To the Editor:
Imagine two similar Vineyard homes, one on either side of the Oak Bluffs/Edgartown boundary — each assessed at $1 million. The Edgartown homeowner’s annual property tax is about $3,030, while the tax on the Oak Bluffs home is $6,790. That’s because Edgartown’s tax rate is $3.03, while the residential rate in Oak Bluffs is $6.79.
Edgartown enjoys a taxable real estate base so huge — more than $10 billion (yes, with a B) versus $3.6 billion in Oak Bluffs — that it drives the tax rate down. Drill down into those town tax rates, however, and you’ll find something that’s truly unfair to our two imaginary homeowners:
The portion of taxes that our imaginary Edgartown homeowner pays to the Martha’s Vineyard Regional High School is about $510. The high school tax that the Oak Bluffs homeowner must pay is about $1,620 — more than three times as much.
If that strikes you as perhaps unfair, consider this: The owner of a Chilmark property valued at $1 million (if you can imagine a Chilmark parcel that cheap) pays only about $290 to support the regional high school. The Oak Bluffs homeowner is shelling out more than five times that figure, year after year.
The Martha’s Vineyard Regional High School is the only regional agency on the Island that charges different property owners different tax rates, depending upon where they live.
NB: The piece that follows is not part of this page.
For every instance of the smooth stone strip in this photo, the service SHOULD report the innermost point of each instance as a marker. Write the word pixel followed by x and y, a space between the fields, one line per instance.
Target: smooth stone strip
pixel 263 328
The elementary schools of Edgartown, Oak Bluffs, and Tisbury apply the same tax rate to every dollar’s worth of property in town, from their grandest mansions — summer estates that will never be home to a public school student — to their humblest year-round family residences. No one in any Island town is going street to street, hunting where the elementary schoolchildren live, and charging a higher tax rate to those neighborhoods.
But this is precisely how the town assessments of the regional high school are structured — based not on real estate value, but on an annual head count of where the kids are. It’s an indefensibly, lopsidedly inequitable arrangement.
A regional institution, if it’s to be funded by property taxes, needs a single regional tax rate that applies consistently across the whole community it serves. The Martha’s Vineyard Commission is a perfect example of this. With its $2 million operating budget, the MVC raises the money it needs with assessments that extract about five cents per $1,000 of real estate value across the Island. Wherever you own property, from Aquinnah to Chappaquiddick, and even on Gosnold, you’re paying that same nickel for every thousand in real estate to fund our regional land use planning agency.
By contrast, the high school tax in each town varies across a shockingly wide range: from $1.68 in Tisbury to a paltry 29 cents in Chilmark (which, remember, already enjoys the second-lowest tax rate of all 351 towns in the commonwealth).
Oak Bluffs, Tisbury and West Tisbury, with less than half of the Island’s real estate value, are forced under the current formula to pay more than two-thirds of the regional high school’s costs each year. Chilmark, Edgartown, and Aquinnah enjoy a high school funding formula that benefits them at the expense of their neighbors — and to date their approach has been to avoid the conversation rather than try to defend the indefensible. The question framed by the current formula is whether we’re able to rise above the perspective that pits my town against yours and, instead, begin to see the Island whole.